Nel Santuario ci sono tre statue: la Statua di S. Onofrio è fatta di un legno chiamato “cirmo alpino” ed è stata realizzata nel 1979 da un artigiano di Ortisei che si è basato sulla fotografia di un vecchio quadro del santo esistente nella chiesa di S. Agata. La Statua di S. Paolino è in legno ed è stata realizzata nel 1937. La Statua del SS. Crocifisso, è in cartapesta ed è del 1923.

Si ammirano, inoltre, lungo le partei 13 tele di Far Domenico di Palermo raffiguranti gli Apostoli e tre tele raffiguranti Sant’Agata, Santa Cecilia e Santa Lucia.

Ruderi del Palazzo Salamone 

Ruderi del Palazzo Salamone (qui ebbe i natali Francesco Salamone, uno dei tredici cavalieri della disfida di Barletta del 13 febbraio 1503); rimangono solamente i muri perimetrali (per una parte della loro altezza) e parte di quelli interni, costituiti entrambi da malta e da pietra di gesso. 
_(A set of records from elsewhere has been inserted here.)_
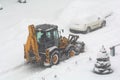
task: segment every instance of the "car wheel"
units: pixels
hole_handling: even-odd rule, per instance
[[[86,30],[86,33],[90,33],[91,32],[91,28],[88,27],[87,30]]]

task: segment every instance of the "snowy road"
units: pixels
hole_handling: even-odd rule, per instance
[[[119,80],[119,49],[116,57],[111,57],[111,63],[115,73],[108,76],[98,76],[91,72],[96,58],[96,53],[105,45],[109,47],[120,42],[120,1],[119,0],[28,0],[27,4],[19,4],[16,0],[0,1],[4,9],[0,11],[0,80],[41,80],[45,77],[53,80],[55,74],[57,80]],[[43,68],[38,65],[24,64],[23,44],[27,37],[29,24],[54,23],[59,28],[65,29],[65,35],[69,32],[68,25],[72,19],[95,11],[104,15],[107,11],[114,14],[107,19],[107,26],[89,34],[79,34],[80,41],[86,43],[86,53],[75,56],[61,62],[52,68]],[[116,37],[116,35],[118,37]],[[89,57],[93,60],[89,61]],[[77,66],[76,66],[77,63]],[[72,75],[75,73],[75,75]],[[86,77],[86,74],[88,76]],[[110,77],[111,76],[111,77]]]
Una lapide apposta nel 1903 commemora i 400 anni dalla celeberrima battaglia ricordando così ai passanti l'evento e la connessione con il monumento.  

Montagna di San Paolino

Il monte San Paolino è alto 825 metri circa sul livello del mare, ha una circonferenza di 1 chilometro e mezzo circa ed una superficie di più di 11 ettari.; la scalinata che conduce sulla sua sommità è costituita da 183 gradini distribuiti in 4 rampe; il dislivello tra la parte più elevata dell'abitato e la cima del monte è di 200 - 250 metri circa. 

MonteSanPaolino.jpg (190273 byte)Sottoposto al più stretto dei vincoli paesaggistici dalla sommità si possono vedere 25 paesi, il mare di Agrigento, le Madonie, l’altopiano di Enna e sullo sfondo l’Etna.

Lungo il cammino si incontrano le stazione della Via Crucis, la prigione detta di Filippo D'Angiò, la campanella tradizionalmente suonata dai pellegrini e il luogo dove, nel 57 d.C., fu eretta per la prima volta una croce, in ricordo della adesione dei suteresi alla fede cristiana ad opera della evangelizzazione dei SS. Onofrio ed Archileone. 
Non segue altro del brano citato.